There is a short list of downsides to the DroboPro, however. The first is that the device needs to be attached to a Windows system to run the driver software, but you can configure the iSCSI target to run separately for connecting to ESX hosts. The other main downside is that the DroboPro has a single Ethernet interface and power supply. But, keep in mind this is a good device for test and development storage.
Data Robotics informed me that many small customers have moved this device into production roles, however.

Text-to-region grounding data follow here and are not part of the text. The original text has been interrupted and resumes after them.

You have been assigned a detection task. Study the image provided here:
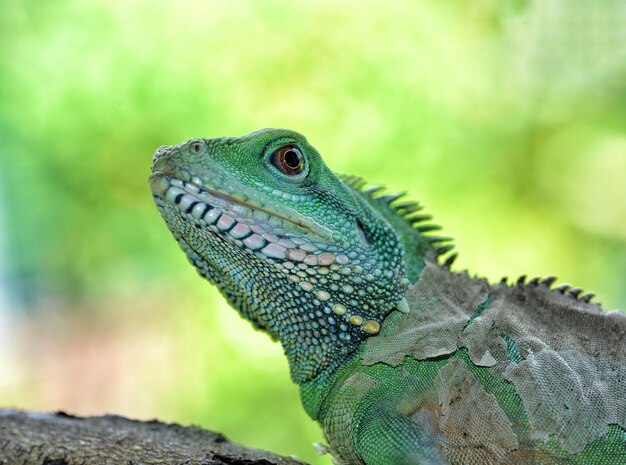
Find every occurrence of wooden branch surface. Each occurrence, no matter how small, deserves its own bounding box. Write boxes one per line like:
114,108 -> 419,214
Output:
0,410 -> 310,465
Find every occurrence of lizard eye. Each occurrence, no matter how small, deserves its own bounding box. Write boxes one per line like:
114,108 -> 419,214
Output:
271,146 -> 305,175
190,140 -> 204,154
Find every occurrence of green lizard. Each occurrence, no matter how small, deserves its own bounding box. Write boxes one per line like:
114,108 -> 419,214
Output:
149,128 -> 625,465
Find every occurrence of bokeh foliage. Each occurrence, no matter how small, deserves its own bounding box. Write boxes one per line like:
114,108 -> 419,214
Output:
0,1 -> 624,464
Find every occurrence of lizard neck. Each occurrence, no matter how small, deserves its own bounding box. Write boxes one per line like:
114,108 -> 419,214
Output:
210,201 -> 411,384
149,130 -> 448,384
153,175 -> 412,384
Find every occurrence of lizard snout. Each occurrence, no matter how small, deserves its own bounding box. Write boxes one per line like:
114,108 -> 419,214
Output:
152,145 -> 173,166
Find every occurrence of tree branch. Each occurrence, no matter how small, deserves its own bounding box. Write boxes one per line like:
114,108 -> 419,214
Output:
0,409 -> 310,465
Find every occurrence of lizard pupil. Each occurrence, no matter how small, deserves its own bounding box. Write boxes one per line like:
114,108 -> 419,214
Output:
272,145 -> 304,175
284,150 -> 300,168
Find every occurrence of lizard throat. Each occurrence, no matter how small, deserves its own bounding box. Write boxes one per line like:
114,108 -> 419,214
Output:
150,172 -> 408,382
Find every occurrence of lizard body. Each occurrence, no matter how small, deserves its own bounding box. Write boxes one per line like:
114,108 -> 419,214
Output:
150,128 -> 625,465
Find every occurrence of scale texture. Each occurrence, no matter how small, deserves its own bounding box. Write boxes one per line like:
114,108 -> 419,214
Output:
150,128 -> 625,465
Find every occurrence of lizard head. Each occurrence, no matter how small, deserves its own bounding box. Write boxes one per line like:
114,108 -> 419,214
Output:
149,128 -> 440,382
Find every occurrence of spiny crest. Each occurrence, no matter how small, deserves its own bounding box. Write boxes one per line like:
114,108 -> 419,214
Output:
498,274 -> 601,308
340,175 -> 603,309
340,174 -> 454,254
339,174 -> 455,282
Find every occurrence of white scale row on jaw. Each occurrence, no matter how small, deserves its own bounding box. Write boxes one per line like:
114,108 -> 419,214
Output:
163,180 -> 380,335
179,177 -> 334,241
164,184 -> 331,263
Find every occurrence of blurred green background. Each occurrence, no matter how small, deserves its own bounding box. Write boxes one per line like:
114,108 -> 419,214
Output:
0,1 -> 625,463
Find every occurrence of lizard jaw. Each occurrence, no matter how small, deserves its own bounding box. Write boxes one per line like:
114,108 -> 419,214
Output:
150,172 -> 336,261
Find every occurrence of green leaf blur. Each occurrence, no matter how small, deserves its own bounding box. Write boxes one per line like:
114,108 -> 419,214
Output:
0,1 -> 624,464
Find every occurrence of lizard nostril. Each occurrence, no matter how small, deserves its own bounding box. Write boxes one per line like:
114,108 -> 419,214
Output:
153,145 -> 171,163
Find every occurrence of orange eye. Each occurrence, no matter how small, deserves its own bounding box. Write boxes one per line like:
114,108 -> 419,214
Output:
271,146 -> 304,175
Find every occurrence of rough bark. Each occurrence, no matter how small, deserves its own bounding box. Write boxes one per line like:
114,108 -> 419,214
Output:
0,410 -> 309,465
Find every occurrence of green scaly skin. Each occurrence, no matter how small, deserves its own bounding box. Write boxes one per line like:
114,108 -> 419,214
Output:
150,129 -> 626,465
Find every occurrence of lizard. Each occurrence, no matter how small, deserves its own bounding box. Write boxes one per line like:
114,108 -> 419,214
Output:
149,128 -> 626,465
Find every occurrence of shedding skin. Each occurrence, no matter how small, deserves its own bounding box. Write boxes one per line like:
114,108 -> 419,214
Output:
151,129 -> 626,465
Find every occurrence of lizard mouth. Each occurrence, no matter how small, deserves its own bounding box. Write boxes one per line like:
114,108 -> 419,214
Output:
149,171 -> 331,260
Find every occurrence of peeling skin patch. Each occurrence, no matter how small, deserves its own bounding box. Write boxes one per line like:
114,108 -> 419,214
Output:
427,360 -> 518,464
504,350 -> 625,454
362,262 -> 489,366
363,260 -> 626,453
487,284 -> 626,453
460,318 -> 508,368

As for vSphere support, I left with the impression that this will happen soon for the device.
The DroboPro device starts at $1,499 and is a low-cost device for shared storage in selected configurations.
Have you used a Drobo for virtualization? Share your comments below.
Disclosure: I attended this event and have been provided airfare, meals and accommodations by the event organizer. The opinions mentioned above are a result of an in-person demonstration of the technologies discussed.